Tutorial: medical system (human HOTL oversight)

🟡 Partial — The medical.json scenario runs the full ex-ante evaluation (11 controls, GREEN gate). The worst-subgroup control (worst-subgroup-dice) is AUDIT: it fails on its point value but does NOT block the gate; the risk is treated with declared human HOTL oversight (Art.14). The evaluation does not run in hermetic CI (requires GPU + TCIA cache).
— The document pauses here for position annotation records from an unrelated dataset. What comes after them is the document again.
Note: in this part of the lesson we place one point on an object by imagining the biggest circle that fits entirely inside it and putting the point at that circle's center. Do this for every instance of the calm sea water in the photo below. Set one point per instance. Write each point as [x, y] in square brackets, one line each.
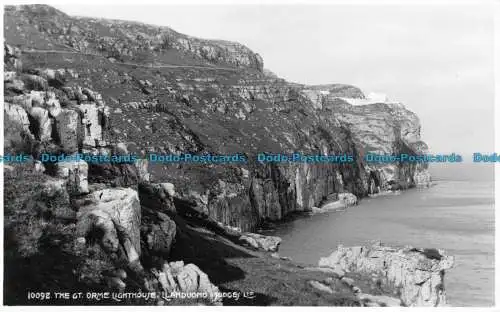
[457, 214]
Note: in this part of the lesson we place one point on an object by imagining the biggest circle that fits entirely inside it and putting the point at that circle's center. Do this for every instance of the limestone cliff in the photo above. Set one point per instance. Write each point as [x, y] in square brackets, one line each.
[101, 87]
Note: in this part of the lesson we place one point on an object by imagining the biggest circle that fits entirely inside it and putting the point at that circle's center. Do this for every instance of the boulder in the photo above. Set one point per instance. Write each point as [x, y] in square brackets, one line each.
[348, 199]
[116, 212]
[158, 232]
[142, 170]
[42, 126]
[17, 114]
[93, 122]
[258, 241]
[379, 301]
[75, 173]
[178, 277]
[157, 196]
[321, 287]
[418, 273]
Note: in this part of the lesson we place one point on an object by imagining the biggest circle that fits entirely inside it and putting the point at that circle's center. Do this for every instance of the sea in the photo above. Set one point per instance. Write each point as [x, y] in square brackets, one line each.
[456, 214]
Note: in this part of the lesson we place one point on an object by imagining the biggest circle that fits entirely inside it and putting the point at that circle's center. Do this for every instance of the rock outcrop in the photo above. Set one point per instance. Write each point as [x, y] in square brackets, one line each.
[418, 274]
[259, 241]
[176, 279]
[101, 88]
[117, 214]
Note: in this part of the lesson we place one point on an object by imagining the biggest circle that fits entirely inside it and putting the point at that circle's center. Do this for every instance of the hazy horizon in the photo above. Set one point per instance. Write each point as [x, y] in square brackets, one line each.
[437, 60]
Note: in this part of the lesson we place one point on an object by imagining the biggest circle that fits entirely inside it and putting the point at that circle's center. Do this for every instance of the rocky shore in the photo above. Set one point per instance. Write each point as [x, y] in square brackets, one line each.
[179, 227]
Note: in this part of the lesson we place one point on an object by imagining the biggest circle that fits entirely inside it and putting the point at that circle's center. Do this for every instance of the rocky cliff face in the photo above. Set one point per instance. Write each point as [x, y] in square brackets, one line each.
[417, 274]
[100, 86]
[81, 85]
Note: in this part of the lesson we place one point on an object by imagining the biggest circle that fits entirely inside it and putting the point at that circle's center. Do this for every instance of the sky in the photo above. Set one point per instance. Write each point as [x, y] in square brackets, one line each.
[438, 60]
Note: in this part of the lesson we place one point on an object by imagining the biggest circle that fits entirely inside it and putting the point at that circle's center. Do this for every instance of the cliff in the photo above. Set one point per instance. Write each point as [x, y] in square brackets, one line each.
[114, 87]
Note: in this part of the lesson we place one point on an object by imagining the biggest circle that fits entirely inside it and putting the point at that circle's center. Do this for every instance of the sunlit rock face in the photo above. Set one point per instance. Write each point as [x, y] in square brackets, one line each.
[211, 97]
[417, 274]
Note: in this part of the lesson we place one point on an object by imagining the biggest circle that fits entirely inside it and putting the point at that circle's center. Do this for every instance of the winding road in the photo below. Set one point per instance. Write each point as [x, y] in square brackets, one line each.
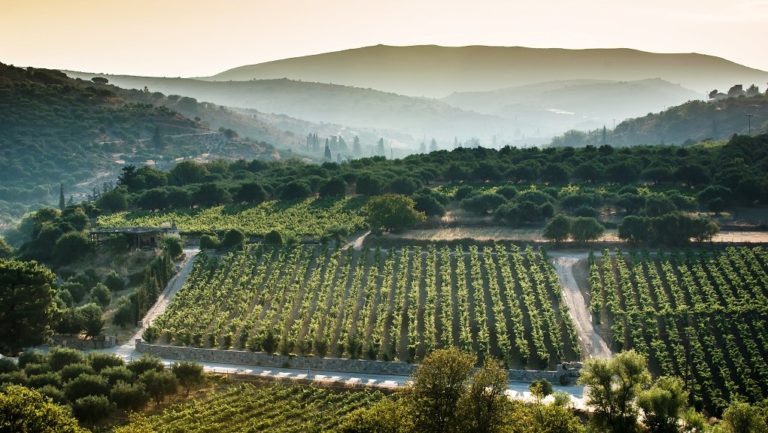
[593, 344]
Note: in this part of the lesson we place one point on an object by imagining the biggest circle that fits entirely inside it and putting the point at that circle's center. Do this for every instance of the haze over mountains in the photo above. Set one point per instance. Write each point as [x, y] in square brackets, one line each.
[435, 71]
[496, 95]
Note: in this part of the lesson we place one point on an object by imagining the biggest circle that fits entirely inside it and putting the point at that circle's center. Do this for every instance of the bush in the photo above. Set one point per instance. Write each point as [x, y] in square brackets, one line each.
[92, 408]
[128, 396]
[73, 371]
[114, 282]
[54, 393]
[144, 364]
[45, 379]
[101, 294]
[232, 238]
[60, 357]
[209, 242]
[32, 369]
[159, 384]
[273, 238]
[118, 374]
[85, 385]
[172, 244]
[14, 378]
[7, 366]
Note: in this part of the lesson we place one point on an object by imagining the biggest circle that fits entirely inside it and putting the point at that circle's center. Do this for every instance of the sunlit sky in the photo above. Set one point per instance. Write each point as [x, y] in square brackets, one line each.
[199, 38]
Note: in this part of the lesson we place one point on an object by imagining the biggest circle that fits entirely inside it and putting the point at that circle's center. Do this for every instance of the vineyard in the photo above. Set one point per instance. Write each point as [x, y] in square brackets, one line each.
[390, 305]
[698, 315]
[276, 408]
[289, 218]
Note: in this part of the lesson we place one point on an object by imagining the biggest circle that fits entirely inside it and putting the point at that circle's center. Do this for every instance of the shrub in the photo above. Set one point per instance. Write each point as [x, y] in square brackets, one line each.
[209, 242]
[92, 408]
[128, 396]
[100, 361]
[60, 357]
[101, 294]
[118, 374]
[85, 385]
[114, 282]
[45, 379]
[31, 357]
[144, 364]
[7, 366]
[73, 371]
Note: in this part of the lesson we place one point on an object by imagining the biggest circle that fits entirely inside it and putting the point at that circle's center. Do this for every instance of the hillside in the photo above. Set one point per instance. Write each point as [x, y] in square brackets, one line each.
[386, 113]
[690, 122]
[436, 71]
[563, 105]
[56, 130]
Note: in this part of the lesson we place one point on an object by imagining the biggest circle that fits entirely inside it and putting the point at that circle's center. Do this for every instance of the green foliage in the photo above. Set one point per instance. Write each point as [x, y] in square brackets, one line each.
[25, 410]
[26, 305]
[92, 408]
[614, 386]
[188, 374]
[392, 212]
[129, 396]
[101, 294]
[60, 357]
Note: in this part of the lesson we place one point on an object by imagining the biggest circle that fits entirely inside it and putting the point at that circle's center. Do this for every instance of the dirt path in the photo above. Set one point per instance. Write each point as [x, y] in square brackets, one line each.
[592, 343]
[178, 280]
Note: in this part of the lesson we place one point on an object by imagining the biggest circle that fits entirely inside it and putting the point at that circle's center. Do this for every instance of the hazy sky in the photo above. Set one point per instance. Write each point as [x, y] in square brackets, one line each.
[195, 37]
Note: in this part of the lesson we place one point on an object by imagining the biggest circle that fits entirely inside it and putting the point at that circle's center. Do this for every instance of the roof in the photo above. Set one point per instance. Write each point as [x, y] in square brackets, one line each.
[135, 230]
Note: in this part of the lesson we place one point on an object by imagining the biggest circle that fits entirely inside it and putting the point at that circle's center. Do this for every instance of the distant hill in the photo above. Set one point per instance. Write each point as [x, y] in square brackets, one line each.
[435, 71]
[562, 105]
[690, 122]
[386, 113]
[57, 130]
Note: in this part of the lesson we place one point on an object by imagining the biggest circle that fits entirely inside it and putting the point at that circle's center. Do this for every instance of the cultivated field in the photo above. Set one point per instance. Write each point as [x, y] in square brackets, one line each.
[698, 315]
[276, 408]
[373, 304]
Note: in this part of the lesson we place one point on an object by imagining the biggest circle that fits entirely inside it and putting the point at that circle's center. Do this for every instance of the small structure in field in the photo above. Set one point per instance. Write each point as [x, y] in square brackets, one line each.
[138, 237]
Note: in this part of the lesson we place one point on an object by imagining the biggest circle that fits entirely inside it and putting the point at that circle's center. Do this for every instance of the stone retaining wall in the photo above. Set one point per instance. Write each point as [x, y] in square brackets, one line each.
[261, 359]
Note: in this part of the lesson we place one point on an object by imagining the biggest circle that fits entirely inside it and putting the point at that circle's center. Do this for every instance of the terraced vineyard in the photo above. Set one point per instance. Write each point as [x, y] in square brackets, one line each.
[290, 218]
[395, 305]
[276, 408]
[698, 315]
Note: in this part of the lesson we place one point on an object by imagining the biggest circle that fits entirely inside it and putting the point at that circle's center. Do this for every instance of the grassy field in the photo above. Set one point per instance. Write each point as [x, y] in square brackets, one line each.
[389, 305]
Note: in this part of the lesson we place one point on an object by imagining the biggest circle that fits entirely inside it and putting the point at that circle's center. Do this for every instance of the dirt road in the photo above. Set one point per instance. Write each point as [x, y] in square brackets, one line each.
[593, 344]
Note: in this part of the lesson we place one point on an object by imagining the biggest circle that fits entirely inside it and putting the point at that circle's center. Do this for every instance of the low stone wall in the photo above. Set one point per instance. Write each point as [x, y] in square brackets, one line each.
[261, 359]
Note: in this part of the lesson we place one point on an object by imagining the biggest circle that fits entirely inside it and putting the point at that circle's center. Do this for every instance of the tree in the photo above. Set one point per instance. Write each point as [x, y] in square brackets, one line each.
[558, 228]
[129, 396]
[24, 410]
[189, 374]
[71, 247]
[335, 187]
[585, 229]
[741, 417]
[438, 385]
[482, 405]
[159, 384]
[92, 408]
[90, 315]
[251, 192]
[386, 416]
[26, 305]
[392, 212]
[101, 294]
[613, 389]
[663, 404]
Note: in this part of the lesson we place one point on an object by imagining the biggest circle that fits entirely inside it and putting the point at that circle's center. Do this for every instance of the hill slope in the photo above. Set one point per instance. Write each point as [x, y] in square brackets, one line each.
[429, 70]
[54, 129]
[387, 113]
[689, 122]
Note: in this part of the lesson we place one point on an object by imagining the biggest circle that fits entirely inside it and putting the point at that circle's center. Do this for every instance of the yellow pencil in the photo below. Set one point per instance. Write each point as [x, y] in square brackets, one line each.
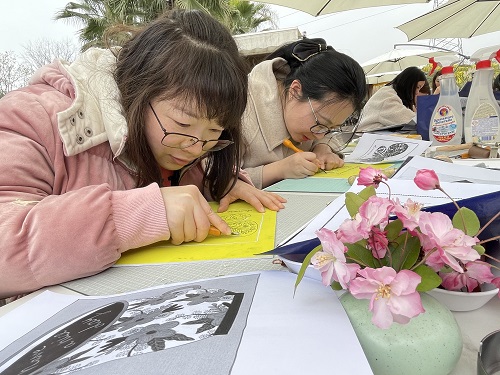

This tutorial walks through Venturalítica’s medical scenario: a high-risk medical device software (SaMD) under the MDR (EU Reg. 2017/745) and EU AI Act Annex III §6. The vertebral segmentation engine is TotalSegmentator operating on the public TCIA Spine-Mets-CT-SEG cohort (≈55 real CT cases). The configuration fragments below are illustrative examples: they show how to write a sei.yaml for a medical-imaging system, not a literal dump of any internal file.

What you will learn:

How the engine manages a medical imaging system with segmentation metrics (Dice, es_dice) and equity metrics (score_gap, worst_cell_score)
Why the gate can stay GREEN even with an unmet AUDIT control (the worst subgroup): an audit control records the residual but does not block
How that residual is treated with human HOTL oversight (Art.14, the human-oversight-worst-case-review control), not with a parameter or code change
How the MDR framework is applied via frameworks in the risk programme (the risk: section of sei.yaml)
The contrast with tutoriales/primer-sistema (loan = code change): same engine, different regulatory framework

Project context

medical models a vertebral-segmentation medical device software (SaMD) for spinal surgical planning:

High-risk under MDR Annex I (medical device software) and EU AI Act Annex III §6
Task: volumetric vertebral segmentation in CT
Model: TotalSegmentator v2 (BYO, no proprietary fine-tuning)
Cohort: TCIA Spine-Mets-CT-SEG — ~55 real CT cases with spinal metastases (effective cohort ≈33 after filtering), multi-scanner, multi-protocol
Pipeline: DVC, a single evaluate stage (segments in memory, no intermediate CSV — removed because it was PHI-shaped and a source of staleness)
AssuranceProgram (the risk: section of sei.yaml): 4 risks, 14 measures → 11 ex-ante controls

The accuracy measurement is the Dice (Sørensen similarity coefficient) per case, with bootstrap confidence intervals clustered by patient. Equity metrics are es_dice (Equity-Scaled Dice, FairSeg ICLR’24) and score_gap.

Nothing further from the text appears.